In a move that's finally bringing a sport steeped in tradition into the modern age, MLB commissioner Bud Selig announced that a new instant replay system will be implemented next season to verify that umpires are making correct calls. For the first time, managers will have the option to challenge almost any call made in the game, with the final decision being made by league officials reviewing the play at MLB's New York City offices. This is the MLB's second foray into instant replay — since 2008, umpires have had the option to review home run calls where it's not obvious if the hit ball was foul or fair, but it's the first time managers have any control over the process. It's a bold move for baseball, given the sport's reluctance to add instant replay reviews for fear of longer games and the removal of the game's "human element."
The 'human element' gets a technological assist
However, it's a move that had to be made sooner or later — the extreme clarity and constant replays during TV broadcasts meant that fans were getting a good picture of just how often umpires were missing big calls. Perhaps the most notable example happened in 2010, when Detroit Tigers pitcher Armando Galarraga was one out away from throwing a perfect game — he lost out on that historical moment because of a blown call at first base. Atlanta Braves president John Schuerholz, part of a committee that had been studying the feasibility of instant replay, said this new system would "cover 89 percent of those incorrect calls that were made in the past." He also said that with the NYC offices reviewing and making the call, reviewing controversial calls should take only a minute and fifteen seconds, down from the three minutes for current reviews.
To keep the replay system from being a free-for-all, there are some specific restrictions in place: managers have the right to make one challenge during the first six innings, and two from inning seven through the end of the game. It's rather odd system that places more importance on events happening later in the game rather than putting the same value on every out. Another interesting wrinkle is the fact that if the manager's challenge is correct — the umpires made a bad call — he gets to keep his challenge to use again.
The strike zone will still belong to the umpires
And, of course, one "human element" of baseball isn't going away — managers will not have the option to argue against an umpires ball and strike calls, arguably a place where the umpires could use the most help. Thanks to the Pitch F/X system, which is installed in every MLB stadium, fans and MLB executives alike can see just where every pitch thrown in a game lands — and how often umpires miss calls on balls and strikes. The fact that the MLB has such data available that it decided to completely ignore is another example of how resistant the league is to technological intrusions on its traditions.

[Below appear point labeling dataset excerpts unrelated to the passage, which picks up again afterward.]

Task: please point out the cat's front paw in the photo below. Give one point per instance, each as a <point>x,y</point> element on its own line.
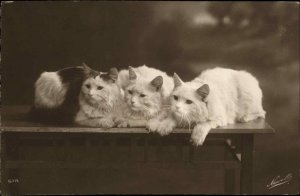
<point>199,134</point>
<point>165,127</point>
<point>121,122</point>
<point>106,123</point>
<point>152,125</point>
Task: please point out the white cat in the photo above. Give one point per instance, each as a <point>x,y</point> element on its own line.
<point>146,91</point>
<point>217,97</point>
<point>101,101</point>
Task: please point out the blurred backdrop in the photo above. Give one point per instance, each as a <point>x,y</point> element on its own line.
<point>182,37</point>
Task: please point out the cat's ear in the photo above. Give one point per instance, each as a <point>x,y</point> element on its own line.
<point>132,74</point>
<point>203,91</point>
<point>113,74</point>
<point>177,80</point>
<point>86,68</point>
<point>157,82</point>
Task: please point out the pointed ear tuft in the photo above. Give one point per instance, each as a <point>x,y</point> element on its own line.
<point>203,91</point>
<point>86,68</point>
<point>132,74</point>
<point>157,82</point>
<point>113,73</point>
<point>177,80</point>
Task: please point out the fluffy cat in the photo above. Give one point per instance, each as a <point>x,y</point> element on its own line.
<point>217,97</point>
<point>56,95</point>
<point>77,94</point>
<point>146,90</point>
<point>101,101</point>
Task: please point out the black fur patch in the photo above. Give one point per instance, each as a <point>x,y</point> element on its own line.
<point>72,77</point>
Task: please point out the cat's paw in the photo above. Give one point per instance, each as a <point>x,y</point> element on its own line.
<point>121,122</point>
<point>165,127</point>
<point>152,125</point>
<point>199,134</point>
<point>106,123</point>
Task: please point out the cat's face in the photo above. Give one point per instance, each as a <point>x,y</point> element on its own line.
<point>187,101</point>
<point>143,96</point>
<point>100,88</point>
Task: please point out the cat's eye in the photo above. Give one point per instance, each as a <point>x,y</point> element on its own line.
<point>189,101</point>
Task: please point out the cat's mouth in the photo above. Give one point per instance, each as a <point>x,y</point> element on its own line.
<point>135,108</point>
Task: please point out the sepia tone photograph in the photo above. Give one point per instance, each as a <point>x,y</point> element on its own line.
<point>149,97</point>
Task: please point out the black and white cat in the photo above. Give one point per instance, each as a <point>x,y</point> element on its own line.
<point>76,94</point>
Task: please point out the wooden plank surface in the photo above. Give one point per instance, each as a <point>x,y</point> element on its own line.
<point>15,119</point>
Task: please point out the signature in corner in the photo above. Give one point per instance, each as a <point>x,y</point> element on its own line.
<point>280,181</point>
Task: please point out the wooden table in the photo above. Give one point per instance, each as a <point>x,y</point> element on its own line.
<point>137,147</point>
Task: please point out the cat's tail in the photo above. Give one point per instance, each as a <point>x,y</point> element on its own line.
<point>49,90</point>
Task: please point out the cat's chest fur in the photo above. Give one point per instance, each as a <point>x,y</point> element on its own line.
<point>91,110</point>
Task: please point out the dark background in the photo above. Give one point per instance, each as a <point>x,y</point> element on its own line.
<point>182,37</point>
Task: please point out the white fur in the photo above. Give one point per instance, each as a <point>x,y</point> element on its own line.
<point>49,91</point>
<point>150,105</point>
<point>100,107</point>
<point>233,96</point>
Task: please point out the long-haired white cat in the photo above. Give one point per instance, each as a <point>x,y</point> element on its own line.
<point>217,97</point>
<point>100,100</point>
<point>79,95</point>
<point>146,90</point>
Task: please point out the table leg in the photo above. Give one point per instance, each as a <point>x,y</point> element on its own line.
<point>247,153</point>
<point>4,172</point>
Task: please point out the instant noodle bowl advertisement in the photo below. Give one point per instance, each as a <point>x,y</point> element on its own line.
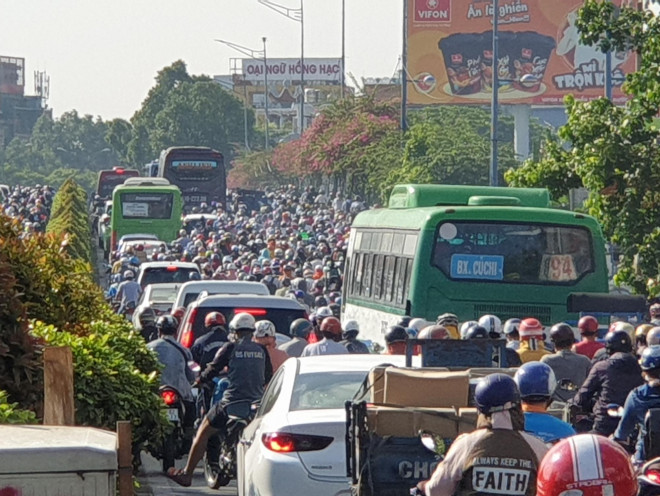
<point>540,57</point>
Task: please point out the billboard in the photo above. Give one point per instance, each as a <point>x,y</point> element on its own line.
<point>540,59</point>
<point>328,70</point>
<point>12,75</point>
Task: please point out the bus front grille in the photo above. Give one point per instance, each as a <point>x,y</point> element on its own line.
<point>504,312</point>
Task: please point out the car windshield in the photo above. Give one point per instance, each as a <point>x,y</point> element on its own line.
<point>326,390</point>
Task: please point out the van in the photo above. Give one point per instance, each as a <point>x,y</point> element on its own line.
<point>279,310</point>
<point>190,291</point>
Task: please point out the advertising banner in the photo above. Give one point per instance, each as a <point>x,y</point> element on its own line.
<point>540,59</point>
<point>328,70</point>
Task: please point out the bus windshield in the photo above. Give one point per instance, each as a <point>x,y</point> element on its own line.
<point>513,252</point>
<point>109,179</point>
<point>146,205</point>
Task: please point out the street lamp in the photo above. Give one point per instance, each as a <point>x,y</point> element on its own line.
<point>253,54</point>
<point>295,15</point>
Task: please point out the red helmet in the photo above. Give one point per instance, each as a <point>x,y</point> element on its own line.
<point>588,325</point>
<point>214,319</point>
<point>588,464</point>
<point>331,325</point>
<point>530,329</point>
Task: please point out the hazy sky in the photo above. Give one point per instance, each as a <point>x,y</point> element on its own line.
<point>102,56</point>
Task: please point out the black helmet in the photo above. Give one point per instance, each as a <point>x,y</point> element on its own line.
<point>618,341</point>
<point>477,332</point>
<point>301,328</point>
<point>396,334</point>
<point>166,324</point>
<point>562,335</point>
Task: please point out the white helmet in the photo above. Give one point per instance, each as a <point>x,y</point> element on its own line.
<point>264,328</point>
<point>417,324</point>
<point>242,321</point>
<point>466,325</point>
<point>351,325</point>
<point>492,323</point>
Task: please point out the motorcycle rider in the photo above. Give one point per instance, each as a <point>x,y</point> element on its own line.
<point>176,372</point>
<point>472,464</point>
<point>609,381</point>
<point>564,363</point>
<point>248,369</point>
<point>128,293</point>
<point>586,465</point>
<point>299,329</point>
<point>588,347</point>
<point>640,401</point>
<point>537,384</point>
<point>329,345</point>
<point>350,340</point>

While most of the details behind the system have been announced, it's actually not a done deal yet. MLB's owners will be voting on the proposed instant replay plan this November during the next league meetings, and both the MLB players union and World Umpires Association will both need to approve the change, as well. So far, Schuerholz said the umpires are welcoming the change, so it seems there's a good chance the new replay system will go into effect next year. Assuming everything moves forward, teams will have a few new chances to make sure that the outcome of their games isn't affected by human error — unless we're talking about balls and strikes.